Glory Inc. brings beauty products and services to women in small towns throughout the Southwest and Western United States. Because of Gloria’s business savvy and experience as a model, her company has become well-respected and profitable. Gloria understands that most women don’t know how to do right by themselves when it comes to their looks, and she is determined to show them the way. And she does. Women book appointments sometimes years ahead for the makeover experience that Glory Inc. has developed and nurtured so well.
When Keith Thompson leaves her company --- and their friendship --- after 17 years, Gloria no longer has an heir apparent. She must begin again and train someone new to take over. She decides to invite her three adult grandchildren from New York to come out to Santa Fe and visit at her expense, in the hopes that she can find a successor for her company among them. There is Rachel, the spirited legal aid and daughter of Gloria’s now-deceased favorite son, Travis. And then there are the children of Gloria’s other son: Matt, the charming PR man, and Daisy, a Paramount Studio mogul. These relationships are all strained; Gloria has not been judicious with her family.

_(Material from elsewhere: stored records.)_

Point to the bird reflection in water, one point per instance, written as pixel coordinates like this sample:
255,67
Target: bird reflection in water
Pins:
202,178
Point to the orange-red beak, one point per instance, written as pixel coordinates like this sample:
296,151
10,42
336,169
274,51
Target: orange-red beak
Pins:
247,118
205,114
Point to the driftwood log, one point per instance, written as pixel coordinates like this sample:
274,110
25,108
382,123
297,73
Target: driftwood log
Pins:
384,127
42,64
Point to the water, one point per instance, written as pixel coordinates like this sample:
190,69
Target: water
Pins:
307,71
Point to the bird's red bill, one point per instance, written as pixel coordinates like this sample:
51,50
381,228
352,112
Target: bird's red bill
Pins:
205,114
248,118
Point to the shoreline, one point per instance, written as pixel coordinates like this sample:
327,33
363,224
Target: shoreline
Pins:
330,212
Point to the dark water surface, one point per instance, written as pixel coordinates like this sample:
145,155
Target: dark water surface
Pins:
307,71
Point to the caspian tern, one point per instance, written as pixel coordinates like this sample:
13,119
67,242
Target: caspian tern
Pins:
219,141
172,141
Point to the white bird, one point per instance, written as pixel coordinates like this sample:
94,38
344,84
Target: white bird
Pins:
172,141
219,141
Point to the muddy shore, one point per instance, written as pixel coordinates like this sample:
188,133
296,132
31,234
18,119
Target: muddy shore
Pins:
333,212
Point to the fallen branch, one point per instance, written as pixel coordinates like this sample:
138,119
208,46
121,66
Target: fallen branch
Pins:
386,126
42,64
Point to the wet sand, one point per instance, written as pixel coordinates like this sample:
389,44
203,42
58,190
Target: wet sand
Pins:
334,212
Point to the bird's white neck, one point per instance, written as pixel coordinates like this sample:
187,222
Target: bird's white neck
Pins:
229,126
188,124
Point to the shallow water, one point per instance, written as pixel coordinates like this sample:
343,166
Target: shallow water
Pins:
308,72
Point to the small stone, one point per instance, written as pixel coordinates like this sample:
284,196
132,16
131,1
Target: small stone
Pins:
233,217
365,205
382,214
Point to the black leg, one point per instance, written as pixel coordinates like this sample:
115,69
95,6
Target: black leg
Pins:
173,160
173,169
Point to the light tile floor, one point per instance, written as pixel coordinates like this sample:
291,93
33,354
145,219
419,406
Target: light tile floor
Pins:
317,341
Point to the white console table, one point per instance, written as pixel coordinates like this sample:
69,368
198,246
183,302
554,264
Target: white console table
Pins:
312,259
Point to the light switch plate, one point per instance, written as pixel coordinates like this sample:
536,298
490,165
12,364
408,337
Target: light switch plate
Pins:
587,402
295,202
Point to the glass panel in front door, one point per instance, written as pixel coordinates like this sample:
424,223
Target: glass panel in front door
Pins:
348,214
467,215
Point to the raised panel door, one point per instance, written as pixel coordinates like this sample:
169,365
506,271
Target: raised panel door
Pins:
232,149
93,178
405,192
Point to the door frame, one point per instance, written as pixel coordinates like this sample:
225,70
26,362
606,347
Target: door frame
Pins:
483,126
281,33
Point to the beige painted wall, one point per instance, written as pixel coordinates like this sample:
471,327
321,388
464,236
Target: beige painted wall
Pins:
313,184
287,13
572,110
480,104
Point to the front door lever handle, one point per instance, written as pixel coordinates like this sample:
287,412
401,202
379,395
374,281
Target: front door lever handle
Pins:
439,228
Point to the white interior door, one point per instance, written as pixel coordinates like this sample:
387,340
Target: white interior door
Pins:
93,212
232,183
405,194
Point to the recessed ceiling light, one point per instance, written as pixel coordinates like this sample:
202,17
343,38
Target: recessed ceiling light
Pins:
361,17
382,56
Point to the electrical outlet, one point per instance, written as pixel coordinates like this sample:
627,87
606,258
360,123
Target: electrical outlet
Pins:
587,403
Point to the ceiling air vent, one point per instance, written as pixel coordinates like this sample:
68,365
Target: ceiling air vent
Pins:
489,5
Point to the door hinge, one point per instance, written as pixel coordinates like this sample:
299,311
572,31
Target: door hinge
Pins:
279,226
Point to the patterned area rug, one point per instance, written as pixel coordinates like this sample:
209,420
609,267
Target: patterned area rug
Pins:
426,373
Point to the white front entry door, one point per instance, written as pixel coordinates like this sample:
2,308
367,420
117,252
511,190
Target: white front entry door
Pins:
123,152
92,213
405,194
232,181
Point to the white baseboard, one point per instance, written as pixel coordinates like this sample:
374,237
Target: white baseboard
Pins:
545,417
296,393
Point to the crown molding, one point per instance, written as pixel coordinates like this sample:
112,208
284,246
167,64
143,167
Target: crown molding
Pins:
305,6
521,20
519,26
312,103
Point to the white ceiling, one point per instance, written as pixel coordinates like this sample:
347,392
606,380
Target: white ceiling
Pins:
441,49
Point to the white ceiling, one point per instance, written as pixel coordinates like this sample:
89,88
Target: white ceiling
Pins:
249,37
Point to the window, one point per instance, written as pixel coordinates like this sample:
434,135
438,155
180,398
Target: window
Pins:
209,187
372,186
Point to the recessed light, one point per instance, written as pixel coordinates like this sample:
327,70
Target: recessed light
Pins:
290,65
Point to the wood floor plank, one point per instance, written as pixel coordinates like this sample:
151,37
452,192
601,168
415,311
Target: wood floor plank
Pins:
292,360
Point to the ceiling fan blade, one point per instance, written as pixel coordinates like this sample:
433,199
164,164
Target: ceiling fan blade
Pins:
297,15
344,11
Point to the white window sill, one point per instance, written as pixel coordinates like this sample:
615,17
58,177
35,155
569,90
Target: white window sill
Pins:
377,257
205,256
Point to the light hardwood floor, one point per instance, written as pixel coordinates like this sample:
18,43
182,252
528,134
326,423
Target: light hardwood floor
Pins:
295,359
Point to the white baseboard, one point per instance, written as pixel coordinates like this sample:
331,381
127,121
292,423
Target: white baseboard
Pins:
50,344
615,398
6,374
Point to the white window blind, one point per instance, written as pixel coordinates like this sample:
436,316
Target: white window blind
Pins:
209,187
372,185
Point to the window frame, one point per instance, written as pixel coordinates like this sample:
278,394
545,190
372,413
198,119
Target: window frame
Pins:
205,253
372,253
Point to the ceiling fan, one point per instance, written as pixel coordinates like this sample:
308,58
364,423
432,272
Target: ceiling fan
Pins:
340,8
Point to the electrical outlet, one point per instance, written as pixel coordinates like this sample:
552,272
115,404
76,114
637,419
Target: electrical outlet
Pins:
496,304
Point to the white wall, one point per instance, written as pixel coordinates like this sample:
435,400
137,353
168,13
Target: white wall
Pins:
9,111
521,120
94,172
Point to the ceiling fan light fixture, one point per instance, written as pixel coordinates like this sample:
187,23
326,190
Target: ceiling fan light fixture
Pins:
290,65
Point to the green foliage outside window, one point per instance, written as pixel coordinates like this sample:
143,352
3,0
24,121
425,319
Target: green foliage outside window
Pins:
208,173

The story is told through alternating points of view, chapter by chapter. The reader meets Gloria and each of her grandchildren through their own and each other’s eyes. Everyone has something to say about life, love and family history as they all meet up in New Mexico for the weekend. Each of the grandchildren has time with Gloria, and they all visit her corporate headquarters to meet the staff. The two young women get to experience a makeover firsthand, and Gloria approves of their new looks. Matt meets with the public relations department and has a meeting of the minds. There are possible opportunities for all of her grandchildren, but as far as Gloria is concerned, only one can have the top job. Will any of them take her up on her offer?
As a near-80-year-old woman attempts the necessary steps to enter into the lives of her grandchildren, the question becomes: Will this family meeting that is full of recriminations and anger become the turning point that Gloria needs to find the solution for her company and her legacy? Only time will tell.
Susan Isaacs has written a story that at its heart is about Teshuva (reconciliation). When the differences of experience, money, relationships and expectations reverberate through the generations, it is through the differing points of view, from old to young, that all is revealed.